Don’t misunderstand, I adore them; it’s that deep, “I could cuddle and smell their heads forever” kind of love. Yet, I’m more than a mother.

I work diligently to nurture my kids, helping them grow into kind-hearted individuals. Still, I don’t define myself by motherhood.

Let me elaborate. I’m a person who loves writing, has a fulfilling career, chose to become a parent, cherishes her family immensely, has an unusual fondness for bleu cheese, and is a huge fan of ’90s R&B. I make mistakes, just like anyone else.

I have my own aspirations and dreams that extend beyond my children. While they are a significant part of my life, they do not encompass my entire existence. Acknowledging that our kids aren’t the center of everything is challenging in today’s society, especially for women. Men don’t face the same expectations as fathers.

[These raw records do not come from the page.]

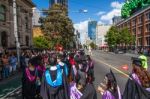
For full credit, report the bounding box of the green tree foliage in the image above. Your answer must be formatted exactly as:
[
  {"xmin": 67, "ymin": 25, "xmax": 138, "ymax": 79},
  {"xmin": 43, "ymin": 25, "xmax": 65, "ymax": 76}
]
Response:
[
  {"xmin": 119, "ymin": 28, "xmax": 135, "ymax": 45},
  {"xmin": 42, "ymin": 4, "xmax": 74, "ymax": 48},
  {"xmin": 33, "ymin": 36, "xmax": 50, "ymax": 49},
  {"xmin": 105, "ymin": 26, "xmax": 119, "ymax": 46},
  {"xmin": 89, "ymin": 42, "xmax": 97, "ymax": 49},
  {"xmin": 121, "ymin": 0, "xmax": 150, "ymax": 18}
]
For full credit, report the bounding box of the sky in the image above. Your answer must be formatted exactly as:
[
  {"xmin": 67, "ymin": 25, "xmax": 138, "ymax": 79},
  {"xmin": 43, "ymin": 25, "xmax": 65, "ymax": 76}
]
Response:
[{"xmin": 32, "ymin": 0, "xmax": 125, "ymax": 43}]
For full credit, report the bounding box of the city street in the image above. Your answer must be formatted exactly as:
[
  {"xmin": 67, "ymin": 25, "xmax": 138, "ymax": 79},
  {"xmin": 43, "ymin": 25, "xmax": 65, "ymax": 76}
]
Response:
[{"xmin": 1, "ymin": 51, "xmax": 149, "ymax": 99}]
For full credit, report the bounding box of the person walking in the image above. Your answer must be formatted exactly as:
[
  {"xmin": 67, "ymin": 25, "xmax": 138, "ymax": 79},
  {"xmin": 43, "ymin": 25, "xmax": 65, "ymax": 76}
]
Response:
[
  {"xmin": 138, "ymin": 52, "xmax": 148, "ymax": 70},
  {"xmin": 9, "ymin": 53, "xmax": 17, "ymax": 73},
  {"xmin": 40, "ymin": 54, "xmax": 69, "ymax": 99},
  {"xmin": 2, "ymin": 54, "xmax": 10, "ymax": 78}
]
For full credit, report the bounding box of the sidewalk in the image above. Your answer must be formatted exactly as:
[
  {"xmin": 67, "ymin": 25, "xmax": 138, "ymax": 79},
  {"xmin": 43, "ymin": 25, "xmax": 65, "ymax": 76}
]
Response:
[{"xmin": 0, "ymin": 72, "xmax": 22, "ymax": 98}]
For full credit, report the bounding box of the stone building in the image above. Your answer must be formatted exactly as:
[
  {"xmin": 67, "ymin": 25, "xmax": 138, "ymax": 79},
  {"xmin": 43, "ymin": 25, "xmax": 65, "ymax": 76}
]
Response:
[
  {"xmin": 116, "ymin": 6, "xmax": 150, "ymax": 48},
  {"xmin": 0, "ymin": 0, "xmax": 35, "ymax": 48}
]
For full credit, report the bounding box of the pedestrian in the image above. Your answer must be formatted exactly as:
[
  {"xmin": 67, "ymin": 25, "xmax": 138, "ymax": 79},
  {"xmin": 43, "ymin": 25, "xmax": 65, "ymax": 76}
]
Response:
[
  {"xmin": 88, "ymin": 46, "xmax": 92, "ymax": 56},
  {"xmin": 22, "ymin": 58, "xmax": 39, "ymax": 99},
  {"xmin": 0, "ymin": 55, "xmax": 3, "ymax": 81},
  {"xmin": 40, "ymin": 54, "xmax": 69, "ymax": 99},
  {"xmin": 138, "ymin": 52, "xmax": 148, "ymax": 70},
  {"xmin": 9, "ymin": 53, "xmax": 17, "ymax": 73},
  {"xmin": 77, "ymin": 71, "xmax": 97, "ymax": 99},
  {"xmin": 86, "ymin": 55, "xmax": 95, "ymax": 83},
  {"xmin": 98, "ymin": 71, "xmax": 122, "ymax": 99},
  {"xmin": 123, "ymin": 58, "xmax": 150, "ymax": 99},
  {"xmin": 2, "ymin": 54, "xmax": 10, "ymax": 78},
  {"xmin": 20, "ymin": 52, "xmax": 27, "ymax": 71}
]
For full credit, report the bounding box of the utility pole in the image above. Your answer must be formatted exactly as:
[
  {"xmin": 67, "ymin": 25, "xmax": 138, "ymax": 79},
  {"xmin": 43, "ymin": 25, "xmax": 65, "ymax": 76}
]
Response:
[{"xmin": 13, "ymin": 0, "xmax": 20, "ymax": 67}]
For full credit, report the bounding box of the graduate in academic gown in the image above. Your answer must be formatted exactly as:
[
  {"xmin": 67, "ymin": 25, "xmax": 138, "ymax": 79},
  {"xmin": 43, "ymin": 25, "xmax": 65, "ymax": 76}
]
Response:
[
  {"xmin": 22, "ymin": 58, "xmax": 38, "ymax": 99},
  {"xmin": 123, "ymin": 58, "xmax": 150, "ymax": 99},
  {"xmin": 40, "ymin": 55, "xmax": 69, "ymax": 99},
  {"xmin": 98, "ymin": 70, "xmax": 122, "ymax": 99},
  {"xmin": 73, "ymin": 70, "xmax": 97, "ymax": 99}
]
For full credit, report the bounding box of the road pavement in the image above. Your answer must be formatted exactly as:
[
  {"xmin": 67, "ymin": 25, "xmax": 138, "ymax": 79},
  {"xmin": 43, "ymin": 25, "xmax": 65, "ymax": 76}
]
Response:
[{"xmin": 3, "ymin": 50, "xmax": 150, "ymax": 99}]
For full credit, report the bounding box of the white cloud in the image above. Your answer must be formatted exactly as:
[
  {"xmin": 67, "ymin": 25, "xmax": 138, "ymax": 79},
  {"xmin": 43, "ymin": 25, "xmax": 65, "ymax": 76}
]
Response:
[
  {"xmin": 96, "ymin": 11, "xmax": 105, "ymax": 16},
  {"xmin": 111, "ymin": 1, "xmax": 123, "ymax": 9},
  {"xmin": 97, "ymin": 21, "xmax": 104, "ymax": 25},
  {"xmin": 100, "ymin": 2, "xmax": 123, "ymax": 24},
  {"xmin": 74, "ymin": 20, "xmax": 88, "ymax": 44}
]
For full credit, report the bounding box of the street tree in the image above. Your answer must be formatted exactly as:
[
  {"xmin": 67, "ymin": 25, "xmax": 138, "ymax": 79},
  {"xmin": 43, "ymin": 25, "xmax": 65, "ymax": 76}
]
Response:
[
  {"xmin": 105, "ymin": 26, "xmax": 120, "ymax": 47},
  {"xmin": 119, "ymin": 28, "xmax": 135, "ymax": 46},
  {"xmin": 41, "ymin": 4, "xmax": 74, "ymax": 48},
  {"xmin": 33, "ymin": 36, "xmax": 51, "ymax": 49}
]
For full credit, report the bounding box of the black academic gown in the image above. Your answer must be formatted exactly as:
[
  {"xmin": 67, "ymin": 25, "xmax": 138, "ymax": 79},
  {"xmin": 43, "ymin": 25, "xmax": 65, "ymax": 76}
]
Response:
[
  {"xmin": 22, "ymin": 70, "xmax": 36, "ymax": 99},
  {"xmin": 40, "ymin": 70, "xmax": 69, "ymax": 99},
  {"xmin": 81, "ymin": 84, "xmax": 97, "ymax": 99},
  {"xmin": 123, "ymin": 79, "xmax": 150, "ymax": 99}
]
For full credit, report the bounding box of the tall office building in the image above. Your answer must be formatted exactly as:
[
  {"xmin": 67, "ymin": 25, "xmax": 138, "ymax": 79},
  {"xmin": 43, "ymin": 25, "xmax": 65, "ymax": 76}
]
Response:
[
  {"xmin": 49, "ymin": 0, "xmax": 68, "ymax": 8},
  {"xmin": 88, "ymin": 21, "xmax": 97, "ymax": 42}
]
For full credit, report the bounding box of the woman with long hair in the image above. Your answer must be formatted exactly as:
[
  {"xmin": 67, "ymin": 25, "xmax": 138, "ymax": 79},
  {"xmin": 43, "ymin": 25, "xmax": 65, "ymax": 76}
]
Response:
[
  {"xmin": 123, "ymin": 58, "xmax": 150, "ymax": 99},
  {"xmin": 22, "ymin": 58, "xmax": 39, "ymax": 99},
  {"xmin": 98, "ymin": 71, "xmax": 121, "ymax": 99},
  {"xmin": 40, "ymin": 54, "xmax": 69, "ymax": 99}
]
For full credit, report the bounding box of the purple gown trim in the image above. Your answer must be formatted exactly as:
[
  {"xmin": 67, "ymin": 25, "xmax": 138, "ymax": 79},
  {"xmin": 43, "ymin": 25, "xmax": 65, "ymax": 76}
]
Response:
[
  {"xmin": 26, "ymin": 68, "xmax": 36, "ymax": 81},
  {"xmin": 70, "ymin": 83, "xmax": 82, "ymax": 99},
  {"xmin": 102, "ymin": 87, "xmax": 122, "ymax": 99}
]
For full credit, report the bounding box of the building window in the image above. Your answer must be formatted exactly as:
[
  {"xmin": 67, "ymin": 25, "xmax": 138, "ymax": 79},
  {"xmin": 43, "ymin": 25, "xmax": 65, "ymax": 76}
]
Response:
[
  {"xmin": 127, "ymin": 22, "xmax": 130, "ymax": 28},
  {"xmin": 1, "ymin": 32, "xmax": 8, "ymax": 48},
  {"xmin": 25, "ymin": 17, "xmax": 28, "ymax": 30},
  {"xmin": 146, "ymin": 24, "xmax": 150, "ymax": 32},
  {"xmin": 132, "ymin": 19, "xmax": 136, "ymax": 26},
  {"xmin": 0, "ymin": 5, "xmax": 6, "ymax": 21},
  {"xmin": 138, "ymin": 27, "xmax": 142, "ymax": 34},
  {"xmin": 132, "ymin": 28, "xmax": 136, "ymax": 35},
  {"xmin": 138, "ymin": 38, "xmax": 142, "ymax": 46},
  {"xmin": 25, "ymin": 36, "xmax": 29, "ymax": 46},
  {"xmin": 146, "ymin": 12, "xmax": 150, "ymax": 21},
  {"xmin": 138, "ymin": 16, "xmax": 142, "ymax": 24},
  {"xmin": 146, "ymin": 37, "xmax": 150, "ymax": 46}
]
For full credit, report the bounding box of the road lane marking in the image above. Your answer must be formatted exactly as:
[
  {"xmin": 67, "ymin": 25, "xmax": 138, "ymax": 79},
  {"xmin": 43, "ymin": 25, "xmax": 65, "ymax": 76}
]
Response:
[
  {"xmin": 0, "ymin": 86, "xmax": 22, "ymax": 99},
  {"xmin": 94, "ymin": 58, "xmax": 132, "ymax": 79}
]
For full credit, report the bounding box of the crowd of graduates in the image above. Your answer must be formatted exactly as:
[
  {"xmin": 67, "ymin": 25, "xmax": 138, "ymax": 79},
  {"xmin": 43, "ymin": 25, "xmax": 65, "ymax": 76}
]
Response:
[
  {"xmin": 22, "ymin": 50, "xmax": 97, "ymax": 99},
  {"xmin": 22, "ymin": 50, "xmax": 150, "ymax": 99}
]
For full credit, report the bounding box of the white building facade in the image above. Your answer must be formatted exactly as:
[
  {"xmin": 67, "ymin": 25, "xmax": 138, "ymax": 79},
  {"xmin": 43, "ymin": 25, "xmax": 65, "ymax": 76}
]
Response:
[{"xmin": 96, "ymin": 25, "xmax": 111, "ymax": 47}]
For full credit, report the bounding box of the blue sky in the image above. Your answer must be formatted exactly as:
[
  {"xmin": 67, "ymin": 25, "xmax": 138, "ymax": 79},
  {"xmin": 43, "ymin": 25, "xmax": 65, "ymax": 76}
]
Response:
[
  {"xmin": 32, "ymin": 0, "xmax": 125, "ymax": 23},
  {"xmin": 32, "ymin": 0, "xmax": 125, "ymax": 44}
]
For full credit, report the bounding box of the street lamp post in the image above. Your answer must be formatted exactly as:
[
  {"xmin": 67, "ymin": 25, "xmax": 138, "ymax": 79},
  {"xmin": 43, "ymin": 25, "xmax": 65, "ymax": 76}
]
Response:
[{"xmin": 13, "ymin": 0, "xmax": 20, "ymax": 67}]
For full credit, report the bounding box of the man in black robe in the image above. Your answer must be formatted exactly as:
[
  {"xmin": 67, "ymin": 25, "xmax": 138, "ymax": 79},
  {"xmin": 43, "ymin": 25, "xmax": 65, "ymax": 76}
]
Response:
[
  {"xmin": 123, "ymin": 79, "xmax": 150, "ymax": 99},
  {"xmin": 78, "ymin": 70, "xmax": 97, "ymax": 99},
  {"xmin": 123, "ymin": 58, "xmax": 150, "ymax": 99},
  {"xmin": 40, "ymin": 56, "xmax": 69, "ymax": 99}
]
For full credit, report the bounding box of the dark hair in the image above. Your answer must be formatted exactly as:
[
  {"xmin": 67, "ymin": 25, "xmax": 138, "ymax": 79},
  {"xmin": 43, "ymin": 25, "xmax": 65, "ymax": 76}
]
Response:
[
  {"xmin": 106, "ymin": 73, "xmax": 117, "ymax": 92},
  {"xmin": 86, "ymin": 55, "xmax": 91, "ymax": 61},
  {"xmin": 57, "ymin": 54, "xmax": 63, "ymax": 60},
  {"xmin": 28, "ymin": 57, "xmax": 37, "ymax": 66},
  {"xmin": 133, "ymin": 66, "xmax": 150, "ymax": 88},
  {"xmin": 48, "ymin": 55, "xmax": 57, "ymax": 66}
]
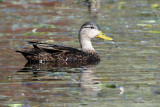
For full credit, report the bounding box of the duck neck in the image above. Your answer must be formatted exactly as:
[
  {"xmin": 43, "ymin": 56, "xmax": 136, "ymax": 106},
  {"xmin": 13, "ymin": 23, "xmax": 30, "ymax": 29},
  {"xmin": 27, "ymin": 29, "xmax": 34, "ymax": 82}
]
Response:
[{"xmin": 80, "ymin": 38, "xmax": 95, "ymax": 53}]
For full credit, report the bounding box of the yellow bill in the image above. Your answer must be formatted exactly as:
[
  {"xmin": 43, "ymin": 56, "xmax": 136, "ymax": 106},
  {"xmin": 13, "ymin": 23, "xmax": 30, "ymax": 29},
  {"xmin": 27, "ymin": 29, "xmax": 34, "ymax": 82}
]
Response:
[{"xmin": 96, "ymin": 31, "xmax": 113, "ymax": 40}]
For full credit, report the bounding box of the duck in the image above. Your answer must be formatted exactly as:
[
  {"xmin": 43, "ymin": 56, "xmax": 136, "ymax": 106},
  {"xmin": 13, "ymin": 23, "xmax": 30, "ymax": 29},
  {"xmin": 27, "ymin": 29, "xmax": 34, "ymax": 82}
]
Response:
[{"xmin": 16, "ymin": 21, "xmax": 113, "ymax": 64}]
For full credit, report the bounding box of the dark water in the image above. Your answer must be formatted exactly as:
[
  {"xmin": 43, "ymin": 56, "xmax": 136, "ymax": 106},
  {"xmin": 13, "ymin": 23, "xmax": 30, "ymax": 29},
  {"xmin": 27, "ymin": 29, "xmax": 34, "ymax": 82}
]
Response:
[{"xmin": 0, "ymin": 0, "xmax": 160, "ymax": 107}]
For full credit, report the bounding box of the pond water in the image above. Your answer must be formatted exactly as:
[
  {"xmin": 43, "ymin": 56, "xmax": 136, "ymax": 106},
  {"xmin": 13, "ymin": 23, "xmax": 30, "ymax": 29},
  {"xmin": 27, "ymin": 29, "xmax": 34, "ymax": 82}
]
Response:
[{"xmin": 0, "ymin": 0, "xmax": 160, "ymax": 107}]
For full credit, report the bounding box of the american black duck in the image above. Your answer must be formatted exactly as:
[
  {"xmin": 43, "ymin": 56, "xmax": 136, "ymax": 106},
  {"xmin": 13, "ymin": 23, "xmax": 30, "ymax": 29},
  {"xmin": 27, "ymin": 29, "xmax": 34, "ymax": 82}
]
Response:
[{"xmin": 16, "ymin": 22, "xmax": 113, "ymax": 64}]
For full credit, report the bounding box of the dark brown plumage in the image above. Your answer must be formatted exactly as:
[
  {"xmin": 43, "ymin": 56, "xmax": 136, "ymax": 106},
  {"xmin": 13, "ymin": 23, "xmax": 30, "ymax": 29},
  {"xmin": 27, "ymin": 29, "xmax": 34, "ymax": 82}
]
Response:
[
  {"xmin": 16, "ymin": 42, "xmax": 100, "ymax": 63},
  {"xmin": 16, "ymin": 22, "xmax": 113, "ymax": 65}
]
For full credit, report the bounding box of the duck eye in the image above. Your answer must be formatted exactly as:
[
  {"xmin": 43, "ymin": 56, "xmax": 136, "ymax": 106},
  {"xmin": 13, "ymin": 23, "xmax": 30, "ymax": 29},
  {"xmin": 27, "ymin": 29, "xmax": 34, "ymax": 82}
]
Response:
[{"xmin": 91, "ymin": 26, "xmax": 94, "ymax": 29}]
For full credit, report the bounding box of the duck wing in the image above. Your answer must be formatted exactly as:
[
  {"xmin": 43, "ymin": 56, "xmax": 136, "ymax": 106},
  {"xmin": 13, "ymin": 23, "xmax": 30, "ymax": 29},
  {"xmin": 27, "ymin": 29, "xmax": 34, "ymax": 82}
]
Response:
[{"xmin": 29, "ymin": 41, "xmax": 85, "ymax": 54}]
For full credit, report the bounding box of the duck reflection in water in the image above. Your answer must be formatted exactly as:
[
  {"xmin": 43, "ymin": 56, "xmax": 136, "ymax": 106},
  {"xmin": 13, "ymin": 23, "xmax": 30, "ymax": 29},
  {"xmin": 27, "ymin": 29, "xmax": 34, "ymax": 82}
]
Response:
[{"xmin": 17, "ymin": 63, "xmax": 101, "ymax": 96}]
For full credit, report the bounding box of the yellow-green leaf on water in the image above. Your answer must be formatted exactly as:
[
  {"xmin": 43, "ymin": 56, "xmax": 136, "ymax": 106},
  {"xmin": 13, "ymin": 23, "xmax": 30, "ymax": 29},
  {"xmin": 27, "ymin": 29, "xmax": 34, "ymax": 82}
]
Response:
[
  {"xmin": 5, "ymin": 104, "xmax": 23, "ymax": 107},
  {"xmin": 118, "ymin": 2, "xmax": 126, "ymax": 9},
  {"xmin": 143, "ymin": 20, "xmax": 156, "ymax": 23},
  {"xmin": 137, "ymin": 24, "xmax": 152, "ymax": 28},
  {"xmin": 42, "ymin": 40, "xmax": 54, "ymax": 43},
  {"xmin": 146, "ymin": 31, "xmax": 160, "ymax": 33},
  {"xmin": 106, "ymin": 84, "xmax": 116, "ymax": 88},
  {"xmin": 151, "ymin": 3, "xmax": 159, "ymax": 9}
]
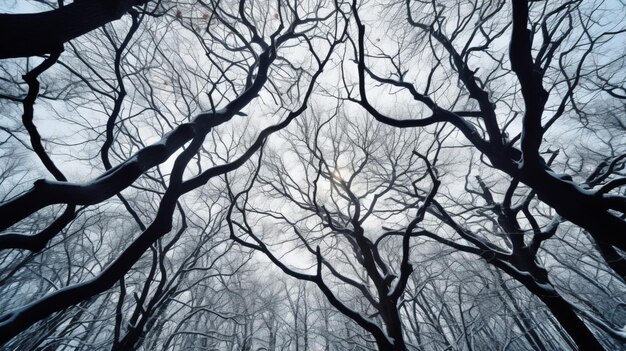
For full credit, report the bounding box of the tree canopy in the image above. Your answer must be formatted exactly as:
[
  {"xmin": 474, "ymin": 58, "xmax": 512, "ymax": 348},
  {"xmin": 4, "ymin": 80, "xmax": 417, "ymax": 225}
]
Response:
[{"xmin": 0, "ymin": 0, "xmax": 626, "ymax": 351}]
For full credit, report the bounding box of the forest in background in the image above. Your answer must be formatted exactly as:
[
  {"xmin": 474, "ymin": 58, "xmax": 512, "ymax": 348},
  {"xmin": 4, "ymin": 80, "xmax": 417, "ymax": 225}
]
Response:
[{"xmin": 0, "ymin": 0, "xmax": 626, "ymax": 351}]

Society often pressures mothers to be “Mom” all the time, expecting us to sacrifice our own comforts for our children. We feel compelled to whip up perfect treats for school events and throw extravagant birthday parties complete with Pinterest-worthy decorations. Juggling a job? No problem! Just stay up late to finish those cupcakes. If you find joy in being supermom and identify strongly with that role, I respect your choice. But not everyone wants to be labeled as “Mom.”

Let’s face it: the only Facebook updates deemed acceptable for mothers seem to be professional-quality snapshots of their kids and posts overflowing with gratitude and #blessed tags. And of course, every child in those photos must be dressed in meticulously coordinated outfits that look like they were handmade.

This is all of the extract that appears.